Your Words Become Mine

"In the pitch-black night, there was nothing to look at but the road ahead, lit by the car's headlights." We were driving home from a visit with my grandmother. The night was lit only with the reflective road signs and the occasional gas station. The reflection in the window made me look like a ghost. I had just been completely crushed in a game of eights and I was not happy about it. Directly after getting in the car I had begun to sob unabashedly. It felt like everything was terrible. Like nothing would be okay again. Cut to twenty-five minutes later and I was peacefully reading a book like nothing had ever happened. I think when someone you care about dies it’s a little bit like losing a game of eights. People never play fairly. Sometimes you’re stuck with a hand you never, ever wanted while someone else’s cards are all great. The thing about eights is that if you lose, even if you lose horribly, is that you can always play again. In life if your hand sucks and the game ends badly you can’t exactly have a do-over. There’s no way to play again and do better the next time. Luck is a major factor in both eights and life, but what you do with it can change the game. My grandmother couldn’t change the ending to her story, she could only decide so much about the way her life would end. She chose where she died and who was with her, but she couldn’t change when she left. She didn’t have a say in that. In the car, on the way home I knew I wasn’t going to get a whole lot more time with her. I knew that I couldn’t do anything to change the way the game would end. But I did get to chose what I would do with the time left. I think knowing that there’s not much time left is hard to face when you’re 10. So maybe the tears weren’t just for the lost game I had just played, maybe they were for the one that hadn’t ended yet.

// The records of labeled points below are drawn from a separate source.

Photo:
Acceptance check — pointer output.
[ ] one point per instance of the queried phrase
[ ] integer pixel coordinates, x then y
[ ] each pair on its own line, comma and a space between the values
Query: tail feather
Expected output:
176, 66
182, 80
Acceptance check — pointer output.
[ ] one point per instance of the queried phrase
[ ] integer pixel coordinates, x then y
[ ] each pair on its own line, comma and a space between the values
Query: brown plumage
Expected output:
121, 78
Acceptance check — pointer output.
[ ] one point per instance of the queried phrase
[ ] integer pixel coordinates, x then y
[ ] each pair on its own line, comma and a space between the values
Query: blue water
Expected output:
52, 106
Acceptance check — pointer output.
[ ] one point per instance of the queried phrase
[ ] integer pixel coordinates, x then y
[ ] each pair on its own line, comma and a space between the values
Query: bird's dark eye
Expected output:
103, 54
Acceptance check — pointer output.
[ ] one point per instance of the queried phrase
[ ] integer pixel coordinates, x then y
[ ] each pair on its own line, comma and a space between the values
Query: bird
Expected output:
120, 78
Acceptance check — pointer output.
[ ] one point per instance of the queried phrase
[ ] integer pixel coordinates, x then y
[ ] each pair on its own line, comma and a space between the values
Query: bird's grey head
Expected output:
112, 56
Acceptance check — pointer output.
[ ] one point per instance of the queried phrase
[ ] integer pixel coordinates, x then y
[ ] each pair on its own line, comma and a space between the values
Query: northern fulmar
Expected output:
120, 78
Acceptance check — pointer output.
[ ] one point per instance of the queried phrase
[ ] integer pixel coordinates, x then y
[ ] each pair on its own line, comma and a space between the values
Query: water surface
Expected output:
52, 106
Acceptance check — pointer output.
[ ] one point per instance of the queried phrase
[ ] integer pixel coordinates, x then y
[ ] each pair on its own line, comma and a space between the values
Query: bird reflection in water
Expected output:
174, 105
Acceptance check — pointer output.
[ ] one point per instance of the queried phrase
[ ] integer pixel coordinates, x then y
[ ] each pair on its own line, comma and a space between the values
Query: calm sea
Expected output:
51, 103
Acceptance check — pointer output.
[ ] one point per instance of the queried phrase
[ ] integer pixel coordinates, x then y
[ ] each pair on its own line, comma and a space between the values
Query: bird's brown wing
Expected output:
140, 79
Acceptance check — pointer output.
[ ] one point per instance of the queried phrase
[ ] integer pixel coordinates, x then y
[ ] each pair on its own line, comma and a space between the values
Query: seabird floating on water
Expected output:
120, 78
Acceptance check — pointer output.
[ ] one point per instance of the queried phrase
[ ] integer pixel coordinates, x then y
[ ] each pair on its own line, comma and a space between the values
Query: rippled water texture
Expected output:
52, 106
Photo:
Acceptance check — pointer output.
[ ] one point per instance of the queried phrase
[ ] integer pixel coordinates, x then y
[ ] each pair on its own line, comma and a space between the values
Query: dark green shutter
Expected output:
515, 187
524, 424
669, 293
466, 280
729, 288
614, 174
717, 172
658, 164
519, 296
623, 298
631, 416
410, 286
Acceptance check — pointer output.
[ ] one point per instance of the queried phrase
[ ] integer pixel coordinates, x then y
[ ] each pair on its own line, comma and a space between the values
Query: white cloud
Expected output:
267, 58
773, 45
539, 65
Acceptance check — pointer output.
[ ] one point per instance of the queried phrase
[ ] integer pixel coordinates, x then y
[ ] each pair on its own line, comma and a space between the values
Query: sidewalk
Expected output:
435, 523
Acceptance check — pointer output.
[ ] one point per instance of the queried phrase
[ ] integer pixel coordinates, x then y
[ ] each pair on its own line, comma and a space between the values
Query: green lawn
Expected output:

The Color of Water Post #4: Reflections on Truth-Telling



I think the author had to fill in memories from his childhood. Those moments were farther back in the past, and human memory doesn’t serve us that well. You also have to fill in dialogue and feelings, or reactions. I think that this is a good technique to use when trying to make a point or make the story stand out more. For example, the author shares a story of when one of his big sisters ran away, he uses a lot of dialogue in the story, and tells about his family’s reactions. He says, “We sat straight up. Downstairs, Helen and Rosetta were having a fight. …not even the boldest of them, … fooled with Rosetta. Rosetta was the resident queen of the house. I heard the sound of a coat tearing. Rrrrrrip!
‘You b***h!’ Helen screamed. I heard fists landing on flesh. Rosetta roared.
Kathy started to cry. ‘Be quiet,’ I said. Cursing in my house was not allowed. Cursing was out of bounds. Cursing meant things were out of control.
More commotion. I heard the boys downstairs saying, ‘All right, break it up. Hold her, Billy, wait—‘ Boom! Laughter by the boys, an agonized cry by Rosetta. ‘Oh, you’re gonna get it now!” Whomp! Helen’s scream. Another tussle. The sound of furniture flying, David shouting, a lamp breaking. More laughter and cursing . . . A vehement argument ensued, and I heard Helen declare she was leaving. Suddenly the boys got serious.” The story continues with Helen leaving to stay with their older sister, and then leaving altogether. The author was spying on his siblings with his younger sister Kathy so he doesn’t really know what happened, he’s just filling in the details. This shows how using this technique makes a story pop and adds more excitement.